I. Hematopoietic stem cell formation in the embryo
A major focus of my laboratory is to understand how hematopoietic stem cells (HSCs) form during normal embryonic development. HSCs and the earlier populations of committed progenitors differentiate from a small, transient population of endothelial cells referred to as “hemogenic endothelium”. About 15 years ago we demonstrated that the transcription factor Runx1 was a specific marker of hemogenic endothelium, and that Runx1 is absolutely required for the formation of blood from hemogenic endothelium (North et al. Development, 1999). We helped settle an almost 100 year debate over whether hemogenic endothelium actually exists, and demonstrated that at least 95% of all adult HSCs are derived from hemogenic endothelium in the embryo (Chen et al. Nature 2009). Another important discovery was that hemogenic endothelium is functionally heterogeneous (Chen et al. Cell Stem Cell, 2011). We more recently discovered a role for sterile inflammatory signaling in HSC formation in the embryo (Li et al. Genes & Development, 2014), and are currently determining which inflammatory pathways are involved.

A transitional cell in HSC formation is the pre-HSC – an immature HSC that has recently differentiated from hemogenic endothelium and remains attached to the arterial wall, and has not yet colonized the fetal liver. The pre-HSC has the potential to become an HSC, but it cannot engraft an adult mouse. It is normally released into the embryonic circulation and matures into a fully functional adult HSC in the fetal liver. We are analyzing the gene expression and chromatin state transitions that underlay the stepwise transition from hemogenic endothelium to pre-HSC to HSC. The goals of this analysis are to identify stage-specific regulatory DNA elements (e.g. promoters and enhancers) that are active (or repressed) during HSC ontogeny, describe the combinatorial patterns associated with various functional DNA elements, and determine the relationship between chromatin state and gene expression through integrative analyses of RNA-Seq and histone modification ChIP-Seq data. We are also attempting to identify new cell surface markers of pre-HSCs.

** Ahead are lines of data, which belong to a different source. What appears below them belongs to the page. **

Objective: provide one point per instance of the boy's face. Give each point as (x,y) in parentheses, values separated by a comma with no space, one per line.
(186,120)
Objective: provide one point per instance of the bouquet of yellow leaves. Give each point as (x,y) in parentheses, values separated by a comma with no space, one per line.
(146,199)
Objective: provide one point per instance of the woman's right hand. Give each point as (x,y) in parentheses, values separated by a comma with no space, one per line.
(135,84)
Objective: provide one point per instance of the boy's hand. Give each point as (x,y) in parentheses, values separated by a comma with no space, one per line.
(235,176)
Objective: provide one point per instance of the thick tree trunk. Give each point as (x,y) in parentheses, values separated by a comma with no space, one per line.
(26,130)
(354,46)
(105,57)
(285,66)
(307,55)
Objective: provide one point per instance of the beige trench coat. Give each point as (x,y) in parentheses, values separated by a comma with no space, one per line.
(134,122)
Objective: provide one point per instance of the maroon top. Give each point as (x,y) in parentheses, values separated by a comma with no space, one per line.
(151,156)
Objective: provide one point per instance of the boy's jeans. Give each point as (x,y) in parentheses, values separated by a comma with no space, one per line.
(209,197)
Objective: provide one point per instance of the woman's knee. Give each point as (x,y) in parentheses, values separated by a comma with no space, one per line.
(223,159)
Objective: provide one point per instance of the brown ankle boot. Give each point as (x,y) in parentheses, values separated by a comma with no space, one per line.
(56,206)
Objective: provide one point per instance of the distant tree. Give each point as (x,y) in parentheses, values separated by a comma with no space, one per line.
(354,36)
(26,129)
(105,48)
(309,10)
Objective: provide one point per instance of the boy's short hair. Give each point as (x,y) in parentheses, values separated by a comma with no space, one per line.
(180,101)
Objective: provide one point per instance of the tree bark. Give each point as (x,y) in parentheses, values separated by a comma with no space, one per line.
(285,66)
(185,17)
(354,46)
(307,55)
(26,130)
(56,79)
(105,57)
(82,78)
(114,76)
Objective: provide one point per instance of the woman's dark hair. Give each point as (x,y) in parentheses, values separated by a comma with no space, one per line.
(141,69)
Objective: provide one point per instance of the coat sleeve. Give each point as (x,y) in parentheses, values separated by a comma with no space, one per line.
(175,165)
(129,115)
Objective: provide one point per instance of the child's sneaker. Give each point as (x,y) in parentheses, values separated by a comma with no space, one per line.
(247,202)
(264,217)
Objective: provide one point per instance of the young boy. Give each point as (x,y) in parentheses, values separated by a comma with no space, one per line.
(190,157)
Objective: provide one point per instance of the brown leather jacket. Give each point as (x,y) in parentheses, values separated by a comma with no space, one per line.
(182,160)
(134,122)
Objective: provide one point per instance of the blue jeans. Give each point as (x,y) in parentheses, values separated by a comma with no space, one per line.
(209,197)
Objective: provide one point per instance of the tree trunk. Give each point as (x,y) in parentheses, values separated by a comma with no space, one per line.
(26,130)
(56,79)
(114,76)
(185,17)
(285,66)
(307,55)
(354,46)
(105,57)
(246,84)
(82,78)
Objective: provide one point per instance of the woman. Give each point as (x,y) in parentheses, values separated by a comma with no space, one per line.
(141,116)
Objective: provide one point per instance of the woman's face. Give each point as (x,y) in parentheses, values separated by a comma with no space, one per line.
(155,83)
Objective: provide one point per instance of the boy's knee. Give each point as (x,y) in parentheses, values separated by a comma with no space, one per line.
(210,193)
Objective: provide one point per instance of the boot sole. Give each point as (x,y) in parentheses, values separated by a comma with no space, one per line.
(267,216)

II. Runx1 mutations in the pre-leukemic stem cell
Runx1 function is absolutely essential for the formation of HSCs in the embryo, but once HSCs colonize the fetal liver they are no longer exquisitely Runx1 dependent (Chen et al. Nature 2009, Tober et al. Development, 2013). However, HSCs containing loss of function (LOF) Runx1 mutations are not normal – they are preleukemic stem cells (pre-LSCs) that are targets for secondary mutations. LOF RUNX1 mutations are common in multiple hematopoietic malignancies including acute myelogenous leukemia, acute lymphocytic leukemia, chronic myelomonocytic leukemia, and in the preleukemic myelodysplastic syndrome.

We are examining the functional consequences of Runx1 LOF mutations, both at a cellular and molecular level. An important discovery was that ribosome biogenesis is decreased in Runx1 deficient HSCs, and that this results in resistance of HSCs to endogenous and genotoxic stress. Ribosome biogenesis in HSCs appears to be directly regulated by Runx1, as Runx1 occupies 80% of ribosome gene promoters and the rDNA gene. We are currently studying how secondary mutations cooperate with Runx1 LOF mutations to regulate ribosome biogenesis, and to contribute to leukemia progression.